Accountable leaders within your business creates an esprit de corps and embrace an organizational culture where everyone is held accountable. This leads to overall business success because the right people want to be successful; whereas the wrong butts in the wrong seats will resist accountability because they are not producing.

4. Numbers Create Commitment

There is a major difference between commitment and compliance. Compliant team members will do just enough to comply or get by and not get fired, and you are likely to pay them enough for their nominal production that they will not quit – Bad Move!

Committed team members are clear on their numbers and have agreed that they can meet and/or exceed that number, this is commitment. There are no gray areas.

A great way to secure company-wide commitment is to post a Vision Board in the Conference Room or most frequently visited or visible place in the company. Share the sales goals and other key initiatives and/or quarterly themes with everyone, and tie their number to incentives.

This results in everyone knowing how their number and/or role contributes to the overall success of the company, and just how important their numbers are in the grand scheme of things.

5. Numbers Create Healthy Competition

Healthy internal competition and a little pressure is a good thing. As noted in Point #4, making the target numbers of all teams public knowledge and known to all teams creates competition.

Departments can then challenge each other to meet and/or exceed their number against other departments.

This is a healthy practice across multiple departments within the business because although each employee and department are in pursuit of their own number, they are aware that they are interdependently accountable for the overall company number; which lends to greater incentives and success for all. – It creates greater camaraderie between departments in that it illustrates how each role and responsibility supports a greater role and responsibility.

6. Numbers Produce Re$ults

Similar to the way Steve Jobs helped turn Apple around, knowing your number can create amazing results.
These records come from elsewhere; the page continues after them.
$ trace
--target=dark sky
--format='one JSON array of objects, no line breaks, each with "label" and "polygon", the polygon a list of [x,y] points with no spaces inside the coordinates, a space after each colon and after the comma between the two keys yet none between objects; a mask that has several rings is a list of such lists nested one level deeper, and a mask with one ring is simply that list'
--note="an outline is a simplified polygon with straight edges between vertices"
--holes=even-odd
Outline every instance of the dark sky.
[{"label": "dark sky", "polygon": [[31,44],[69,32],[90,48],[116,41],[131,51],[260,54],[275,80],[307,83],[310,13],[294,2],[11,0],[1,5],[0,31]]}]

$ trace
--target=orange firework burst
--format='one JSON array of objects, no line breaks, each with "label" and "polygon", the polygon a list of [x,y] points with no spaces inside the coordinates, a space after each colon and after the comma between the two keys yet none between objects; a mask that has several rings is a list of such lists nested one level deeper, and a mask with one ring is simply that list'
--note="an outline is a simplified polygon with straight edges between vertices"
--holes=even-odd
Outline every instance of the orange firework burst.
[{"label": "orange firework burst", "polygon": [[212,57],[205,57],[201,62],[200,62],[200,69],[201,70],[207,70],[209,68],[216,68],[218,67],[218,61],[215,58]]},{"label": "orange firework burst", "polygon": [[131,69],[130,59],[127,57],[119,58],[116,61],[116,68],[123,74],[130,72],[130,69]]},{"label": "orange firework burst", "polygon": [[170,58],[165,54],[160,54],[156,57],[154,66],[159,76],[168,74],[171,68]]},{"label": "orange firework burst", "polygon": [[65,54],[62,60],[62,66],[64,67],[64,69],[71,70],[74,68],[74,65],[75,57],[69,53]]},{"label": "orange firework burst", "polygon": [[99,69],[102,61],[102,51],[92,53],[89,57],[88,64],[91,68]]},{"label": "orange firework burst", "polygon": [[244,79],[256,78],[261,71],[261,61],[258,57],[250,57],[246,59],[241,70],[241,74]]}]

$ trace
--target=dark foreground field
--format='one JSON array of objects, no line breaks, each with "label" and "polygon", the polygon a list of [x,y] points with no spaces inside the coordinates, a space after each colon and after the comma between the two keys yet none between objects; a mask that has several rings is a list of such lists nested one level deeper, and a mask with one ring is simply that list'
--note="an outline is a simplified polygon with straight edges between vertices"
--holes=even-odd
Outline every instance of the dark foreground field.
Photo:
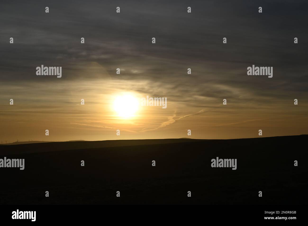
[{"label": "dark foreground field", "polygon": [[[302,135],[2,145],[0,158],[24,158],[25,167],[0,168],[0,204],[305,204],[307,139]],[[212,168],[211,159],[217,157],[237,159],[237,169]]]}]

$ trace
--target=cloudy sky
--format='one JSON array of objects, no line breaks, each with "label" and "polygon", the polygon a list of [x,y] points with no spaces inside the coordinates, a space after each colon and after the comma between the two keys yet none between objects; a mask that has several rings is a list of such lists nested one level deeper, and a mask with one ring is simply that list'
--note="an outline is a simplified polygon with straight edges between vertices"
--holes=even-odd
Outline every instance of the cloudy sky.
[{"label": "cloudy sky", "polygon": [[[308,2],[248,2],[2,1],[0,139],[308,133]],[[62,77],[37,75],[42,64]],[[247,75],[253,64],[273,67],[273,78]],[[128,95],[167,107],[123,118],[114,102]]]}]

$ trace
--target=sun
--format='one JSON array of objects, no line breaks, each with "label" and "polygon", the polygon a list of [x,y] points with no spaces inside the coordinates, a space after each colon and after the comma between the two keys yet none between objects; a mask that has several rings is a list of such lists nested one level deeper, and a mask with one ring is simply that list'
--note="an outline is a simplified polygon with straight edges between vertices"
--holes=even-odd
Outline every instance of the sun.
[{"label": "sun", "polygon": [[139,104],[137,98],[131,95],[118,96],[113,102],[113,108],[118,116],[127,118],[135,116]]}]

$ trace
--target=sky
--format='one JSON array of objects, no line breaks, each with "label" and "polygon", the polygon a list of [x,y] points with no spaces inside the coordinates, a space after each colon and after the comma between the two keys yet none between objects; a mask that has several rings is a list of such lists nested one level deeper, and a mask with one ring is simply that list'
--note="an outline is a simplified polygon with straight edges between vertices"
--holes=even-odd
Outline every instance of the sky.
[{"label": "sky", "polygon": [[[308,2],[255,2],[1,1],[0,140],[308,134]],[[42,64],[62,77],[37,75]],[[273,77],[248,75],[253,64]],[[115,100],[128,95],[167,107],[120,117]]]}]

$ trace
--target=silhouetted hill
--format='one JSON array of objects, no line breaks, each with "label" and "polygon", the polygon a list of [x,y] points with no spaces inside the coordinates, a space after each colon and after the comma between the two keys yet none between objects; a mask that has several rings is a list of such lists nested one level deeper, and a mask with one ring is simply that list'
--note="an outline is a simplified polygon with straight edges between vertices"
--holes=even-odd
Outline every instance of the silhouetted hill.
[{"label": "silhouetted hill", "polygon": [[203,140],[165,139],[148,140],[118,140],[97,141],[67,141],[29,143],[8,146],[0,148],[0,154],[54,151],[85,148],[119,147],[122,146],[143,145],[146,144],[167,144],[185,142],[201,141]]},{"label": "silhouetted hill", "polygon": [[[306,204],[307,138],[4,146],[0,158],[24,158],[25,168],[0,168],[0,204]],[[237,169],[212,168],[217,157],[236,158]]]},{"label": "silhouetted hill", "polygon": [[37,143],[49,143],[53,141],[15,141],[14,142],[9,143],[7,144],[4,144],[5,145],[14,145],[19,144],[33,144]]}]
If the sales department’s expectation is to up sell one existing client a month in order to increase the CLV (Customere Lifetime Value), by hitting this number, the ultimate result is increased customer retention and customer loyalty.

However, if your nPS (Net Promoter Score) process is to identify opportunities to warm transfer MQL’s (Marketing Qualified Leads) so that you increase your lead-to-conversion rate; and they know that 20% of your MQL’s result in a minimum of $3,000 in ancillary sales. You will typically meet and/or exceed your sales goals than if you don’t set a number. What gets watched also gets improved.

7. Teamwork Makes The Dream Work – Numbers Create Teamwork

When your entire business team has the right butts in the right seats, and they uniformly agree on a number to hit; they ask themselves “how can WE hit the number,” creating greater camaraderie and peer pressure.

When a team of top producers and leaders are challenged to produce at levels previously unattained, they will generally pull together and figure out a way to collectively meet and/or exceed the number. – This can b an excellent way of separating the creme from the milk, as it often results in those that aren’t pulling their weight or hitting their number being called out by the other team members that are performing to task.

8. Faster Problem-Solving Capabilities

When your business case is results oriented, it is often important to conduct an ABC (Activity Based Cost) Analysis. If your data indicates an increase in costs, and an activity-based number is out of line; identifying the number associated with bringing that cost back in line is tantamount to your survival. You can then take a proactive approach to attacking the issue in order to solve the problem.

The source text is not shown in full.